Alicia levantó los ojos y miró al edificio de cristal negro que se alzaba ante ella. Su silueta apenas se recortaba sobre el cielo nocturno.
La calle estaba desierta, cuatro farolas dispersas formaban pequeñas islas de luz naranja en mitad de un oceano de oscuridad. Alicia se encontraba bajo una de ellas y miraba cada cinco minutos su reloj de pulsera. La temperatura bajaba a un ritmo frenético y con las prisas había olvidado la chaqueta en casa.
Pero temblaba por algo más que por frío.
Un solitario taxi apareció al fondo de la calle justo cuando el reloj marcaba la media noche. Se detuvo al lado de Alicia y de la parte trasera se bajó un hombre. Sonrieron al reconocerse y dejaron alejarse al taxi en silencio antes de que alguno de los dos comenzara a hablar.
Llevaban muchos años trabajando juntos bajo la alargada sombra de aquel edificio. Días enteros con sus noches, muchas desilusiones, muchas decepciones, cargas pesadas difíciles de soportar, sueños robados por la desazón y la angustia; pero Alicia siempre había encontrado en él un hombro donde apoyar el exceso de carga, su propia isla de luz en la que resistir a las tinieblas, su soporte.

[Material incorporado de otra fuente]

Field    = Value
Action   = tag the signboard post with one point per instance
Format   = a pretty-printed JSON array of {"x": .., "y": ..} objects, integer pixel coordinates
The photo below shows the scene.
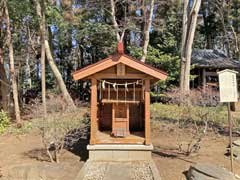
[{"x": 228, "y": 93}]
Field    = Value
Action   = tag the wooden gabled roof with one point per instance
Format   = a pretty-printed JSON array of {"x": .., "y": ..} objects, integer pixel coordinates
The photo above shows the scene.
[{"x": 116, "y": 59}]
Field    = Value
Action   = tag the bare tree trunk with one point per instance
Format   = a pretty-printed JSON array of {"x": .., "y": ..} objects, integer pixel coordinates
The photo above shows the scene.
[
  {"x": 184, "y": 34},
  {"x": 54, "y": 68},
  {"x": 12, "y": 68},
  {"x": 41, "y": 16},
  {"x": 3, "y": 82},
  {"x": 28, "y": 69},
  {"x": 147, "y": 32},
  {"x": 115, "y": 24},
  {"x": 187, "y": 46},
  {"x": 3, "y": 77},
  {"x": 58, "y": 76}
]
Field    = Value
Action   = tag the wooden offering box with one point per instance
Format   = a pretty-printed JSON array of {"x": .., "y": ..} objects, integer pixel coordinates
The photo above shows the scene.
[{"x": 120, "y": 120}]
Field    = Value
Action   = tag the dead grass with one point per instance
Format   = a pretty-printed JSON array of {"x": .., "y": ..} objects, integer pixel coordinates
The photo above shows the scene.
[{"x": 217, "y": 116}]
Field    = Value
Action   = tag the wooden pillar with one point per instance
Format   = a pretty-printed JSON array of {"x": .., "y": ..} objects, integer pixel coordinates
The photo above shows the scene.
[
  {"x": 147, "y": 111},
  {"x": 93, "y": 111}
]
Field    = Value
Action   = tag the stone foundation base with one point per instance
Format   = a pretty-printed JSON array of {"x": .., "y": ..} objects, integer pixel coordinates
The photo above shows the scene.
[{"x": 120, "y": 152}]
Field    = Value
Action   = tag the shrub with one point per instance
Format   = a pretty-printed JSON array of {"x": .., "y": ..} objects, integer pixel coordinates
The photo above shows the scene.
[
  {"x": 4, "y": 121},
  {"x": 54, "y": 129}
]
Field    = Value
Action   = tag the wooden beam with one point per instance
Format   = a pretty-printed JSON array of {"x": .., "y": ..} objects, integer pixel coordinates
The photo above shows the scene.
[
  {"x": 147, "y": 111},
  {"x": 93, "y": 111},
  {"x": 115, "y": 76}
]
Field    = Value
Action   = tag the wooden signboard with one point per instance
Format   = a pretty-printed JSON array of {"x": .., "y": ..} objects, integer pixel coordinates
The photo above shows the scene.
[
  {"x": 228, "y": 93},
  {"x": 228, "y": 86}
]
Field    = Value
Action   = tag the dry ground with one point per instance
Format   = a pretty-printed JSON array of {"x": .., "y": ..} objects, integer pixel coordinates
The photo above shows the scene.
[{"x": 27, "y": 148}]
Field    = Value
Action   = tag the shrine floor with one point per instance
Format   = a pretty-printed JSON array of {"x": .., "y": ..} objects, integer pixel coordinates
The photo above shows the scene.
[{"x": 104, "y": 137}]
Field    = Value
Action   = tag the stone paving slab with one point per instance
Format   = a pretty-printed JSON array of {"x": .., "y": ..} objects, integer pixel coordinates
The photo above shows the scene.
[
  {"x": 111, "y": 170},
  {"x": 118, "y": 171}
]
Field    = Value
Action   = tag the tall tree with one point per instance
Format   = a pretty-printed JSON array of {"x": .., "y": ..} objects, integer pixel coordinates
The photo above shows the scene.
[
  {"x": 41, "y": 15},
  {"x": 3, "y": 77},
  {"x": 115, "y": 24},
  {"x": 11, "y": 63},
  {"x": 58, "y": 76},
  {"x": 146, "y": 33},
  {"x": 55, "y": 70},
  {"x": 189, "y": 28}
]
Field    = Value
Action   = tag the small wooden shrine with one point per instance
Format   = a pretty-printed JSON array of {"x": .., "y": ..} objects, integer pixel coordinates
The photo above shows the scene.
[{"x": 120, "y": 99}]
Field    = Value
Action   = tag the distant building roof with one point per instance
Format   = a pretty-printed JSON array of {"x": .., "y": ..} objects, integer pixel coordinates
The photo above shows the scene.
[{"x": 213, "y": 58}]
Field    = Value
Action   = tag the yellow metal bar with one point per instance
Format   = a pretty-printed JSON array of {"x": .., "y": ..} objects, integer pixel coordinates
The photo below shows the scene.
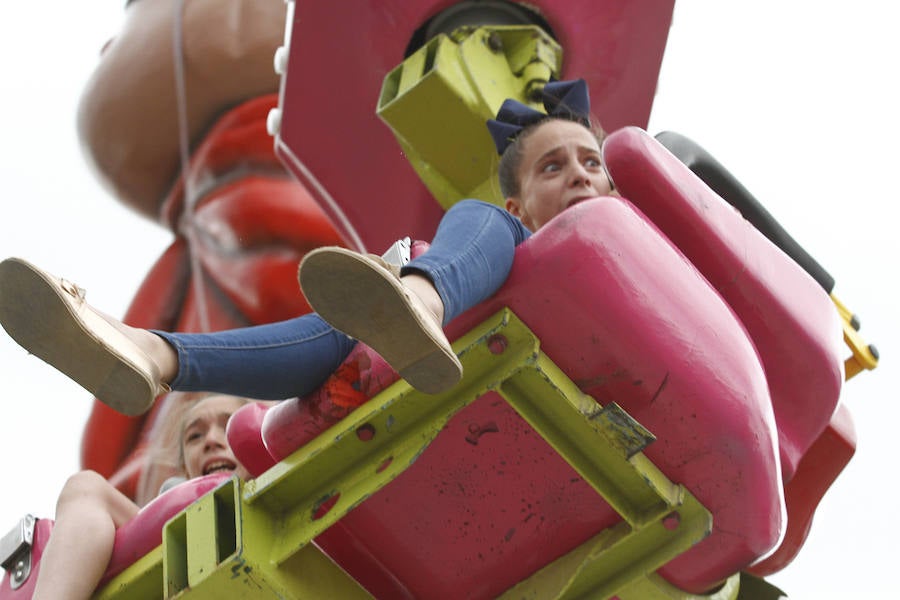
[
  {"x": 437, "y": 100},
  {"x": 143, "y": 579},
  {"x": 863, "y": 356},
  {"x": 343, "y": 467},
  {"x": 251, "y": 540}
]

Tenían una relación que ni ella misma se atrevía a entender. Sin él no habría llegado donde estaba, le debía lo que era... y por eso le había citado en aquel lugar.

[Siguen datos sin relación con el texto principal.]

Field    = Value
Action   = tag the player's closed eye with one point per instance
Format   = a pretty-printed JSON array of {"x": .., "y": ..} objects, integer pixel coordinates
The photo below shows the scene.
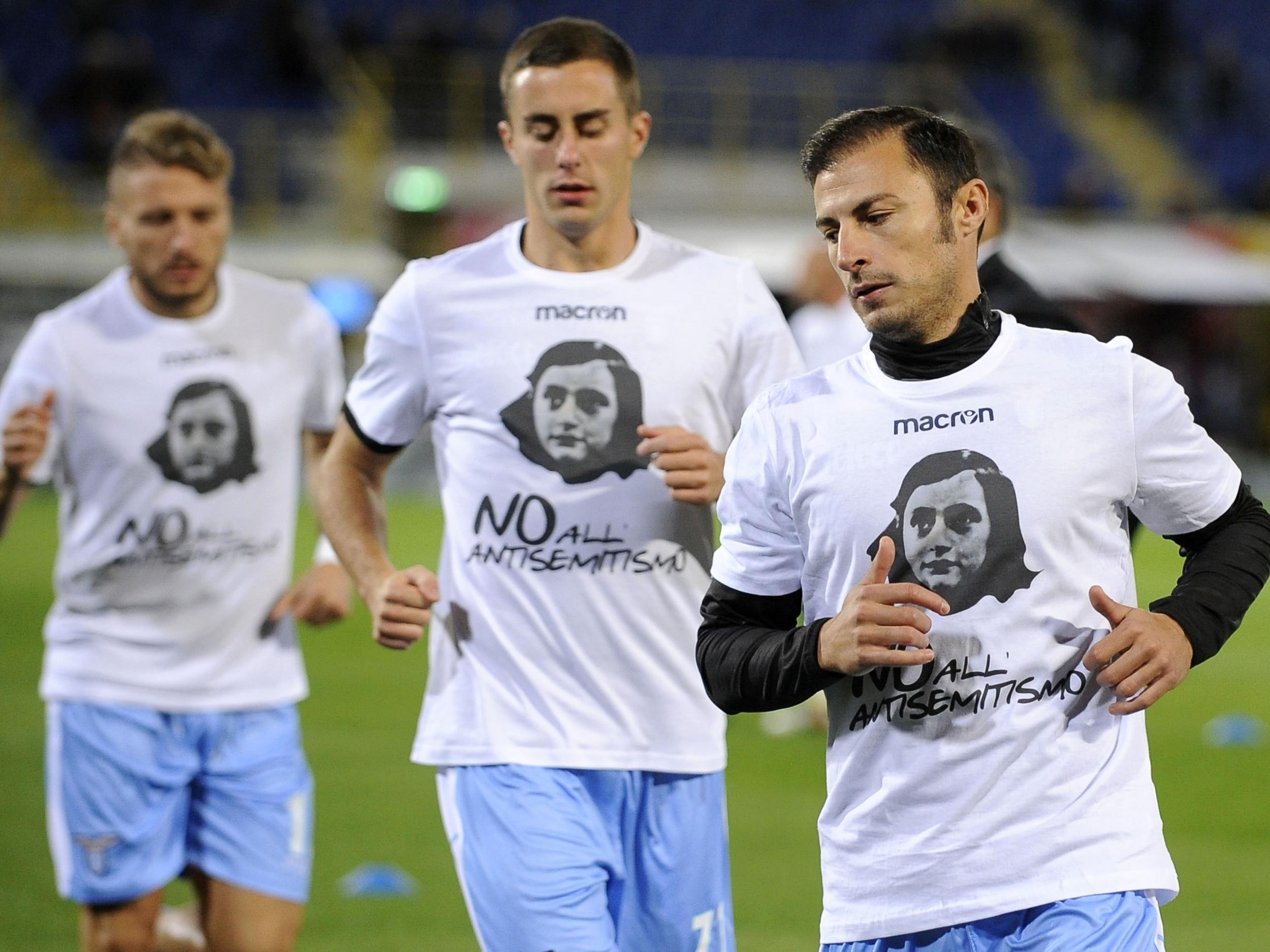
[
  {"x": 961, "y": 517},
  {"x": 555, "y": 397},
  {"x": 924, "y": 521},
  {"x": 590, "y": 402}
]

Lo cogió primero de las manos y después le abrazó.
- ¿Qué es lo que pasa, Alicia?
Le conocía lo suficiente para saber por su tono que estaba preocupado.
- ¿Puedo confiar en ti? -le preguntó sin poder dejar de temblar.
- Sabes que sí -respondió mirándola a los ojos.
- ¿Siempre?
- Siempre.
Se produjeron unos instantes de silencio mientras Alicia hacia acopio de todo el valor que le quedaba. Repitió la frase varias veces en su cabeza antes de ser capaz de decirla en voz alta.
- Mañana el jefe no vendrá trabajar -pausa-, y tienes que ayudarme a deshacerme de su cuerpo.